Le rideau tombe sur Wimbledon, mais le tennis ne s'arrête pas. Dès lundi 13 juillet, deux tournois ATP 250 sur terre battue ouvrent la parenthèse estivale européenne avant le retour du dur nord-américain.
À Gstaad, le Swiss Open accueille un plateau séduisant dans le cadre alpin du Roy Emerson Arena. Casper Ruud, habitué de la terre battue, mène la liste des engagés. Le Norvégien, double finaliste de Roland-Garros, retrouve sa surface de prédilection après une quinzaine londonienne en demi-teinte. Stefanos Tsitsipas sera également au départ, à la recherche de rythme sur une surface qui a longtemps été son terrain de jeu favori.
Matteo Berrettini apporte sa puissance au tableau suisse. L'Italien, dont le jeu d'attaque peut s'adapter à toutes les surfaces, vise un titre qui relancerait sa saison. Alexander Bublik, imprévisible comme toujours, et Arthur Rinderknech complètent un plateau qui promet du spectacle.
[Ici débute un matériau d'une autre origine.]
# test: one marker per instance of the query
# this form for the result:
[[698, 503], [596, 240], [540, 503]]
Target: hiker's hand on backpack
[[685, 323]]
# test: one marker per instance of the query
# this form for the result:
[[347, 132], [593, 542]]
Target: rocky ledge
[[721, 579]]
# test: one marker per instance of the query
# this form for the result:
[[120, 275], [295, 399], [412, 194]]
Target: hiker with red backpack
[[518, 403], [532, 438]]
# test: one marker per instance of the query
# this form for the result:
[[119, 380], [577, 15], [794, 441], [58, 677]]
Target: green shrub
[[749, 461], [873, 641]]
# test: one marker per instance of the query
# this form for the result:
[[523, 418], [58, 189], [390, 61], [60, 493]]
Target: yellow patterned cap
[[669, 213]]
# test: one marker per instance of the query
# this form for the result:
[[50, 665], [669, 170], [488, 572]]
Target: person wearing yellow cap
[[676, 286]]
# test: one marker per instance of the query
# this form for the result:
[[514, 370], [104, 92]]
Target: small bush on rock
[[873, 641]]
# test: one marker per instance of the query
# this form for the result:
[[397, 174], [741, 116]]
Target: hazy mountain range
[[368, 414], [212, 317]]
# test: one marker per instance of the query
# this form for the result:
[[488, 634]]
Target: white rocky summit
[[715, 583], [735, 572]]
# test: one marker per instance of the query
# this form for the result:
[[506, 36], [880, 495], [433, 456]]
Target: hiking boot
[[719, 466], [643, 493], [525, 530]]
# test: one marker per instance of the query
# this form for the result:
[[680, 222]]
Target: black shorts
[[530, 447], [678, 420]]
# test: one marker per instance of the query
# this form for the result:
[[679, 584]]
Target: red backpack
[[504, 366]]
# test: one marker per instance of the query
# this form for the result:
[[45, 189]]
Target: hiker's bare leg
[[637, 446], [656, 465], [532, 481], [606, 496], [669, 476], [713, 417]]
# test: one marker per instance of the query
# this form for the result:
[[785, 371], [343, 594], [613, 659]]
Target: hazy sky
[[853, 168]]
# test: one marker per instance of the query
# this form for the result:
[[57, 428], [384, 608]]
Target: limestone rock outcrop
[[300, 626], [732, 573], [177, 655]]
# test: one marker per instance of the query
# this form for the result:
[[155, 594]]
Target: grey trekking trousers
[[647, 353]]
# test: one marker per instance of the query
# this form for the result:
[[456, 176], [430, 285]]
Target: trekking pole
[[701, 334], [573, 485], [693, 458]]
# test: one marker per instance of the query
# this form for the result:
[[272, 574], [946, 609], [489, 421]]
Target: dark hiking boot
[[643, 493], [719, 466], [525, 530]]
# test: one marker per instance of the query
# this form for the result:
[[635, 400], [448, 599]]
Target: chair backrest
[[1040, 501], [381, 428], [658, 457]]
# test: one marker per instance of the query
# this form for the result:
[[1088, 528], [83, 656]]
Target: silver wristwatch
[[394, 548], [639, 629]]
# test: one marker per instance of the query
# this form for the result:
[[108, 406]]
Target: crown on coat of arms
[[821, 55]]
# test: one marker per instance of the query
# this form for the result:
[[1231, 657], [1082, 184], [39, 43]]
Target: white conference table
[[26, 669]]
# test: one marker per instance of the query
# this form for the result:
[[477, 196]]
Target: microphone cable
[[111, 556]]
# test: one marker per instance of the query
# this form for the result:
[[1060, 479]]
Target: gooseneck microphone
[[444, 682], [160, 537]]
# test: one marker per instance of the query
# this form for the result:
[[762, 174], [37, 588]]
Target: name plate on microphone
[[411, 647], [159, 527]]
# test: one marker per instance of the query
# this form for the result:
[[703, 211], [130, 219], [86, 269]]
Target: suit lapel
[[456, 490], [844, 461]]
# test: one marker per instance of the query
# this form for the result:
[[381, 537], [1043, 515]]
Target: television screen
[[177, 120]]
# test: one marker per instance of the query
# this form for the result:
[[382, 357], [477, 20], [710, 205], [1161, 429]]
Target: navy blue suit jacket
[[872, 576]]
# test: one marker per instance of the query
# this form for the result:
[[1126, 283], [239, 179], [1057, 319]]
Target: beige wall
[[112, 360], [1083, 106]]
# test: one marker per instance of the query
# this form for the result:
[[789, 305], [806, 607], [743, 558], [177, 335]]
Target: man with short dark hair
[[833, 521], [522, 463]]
Le public suisse attend surtout Stan Wawrinka. À trente-neuf ans, le triple champion de Grand Chelem joue peut-être ses derniers tournois sur le circuit principal. Chaque apparition de Wawrinka sur terre battue porte une charge émotionnelle, le revers à une main le plus puissant de l'histoire du tennis trouvant sur cette surface son expression la plus pure.
En parallèle, le Nordea Open de Båstad anime la semaine sur la côte suédoise. Le tournoi, traditionnellement disputé en plein été sur terre battue extérieure, attire un plateau de joueurs européens spécialisés sur cette surface. L'événement suédois sert souvent de rampe de lancement pour les joueurs qui visent les tournois majeurs d'août.
Ces deux rendez-vous constituent la dernière fenêtre de terre battue avant la bascule vers le dur. Hambourg prend le relais la semaine suivante avec un ATP 500, avant que le circuit ne traverse l'Atlantique pour la Coupe Rogers à Montréal et la tournée américaine qui mène à l'US Open.
Pour les joueurs qui ont quitté Wimbledon tôt, Gstaad et Båstad offrent l'occasion de reprendre confiance et d'accumuler des points avant la seconde moitié de saison. Pour les autres, la transition du gazon à la terre battue puis au dur en l'espace de trois semaines constitue l'un des défis physiques les plus exigeants du calendrier.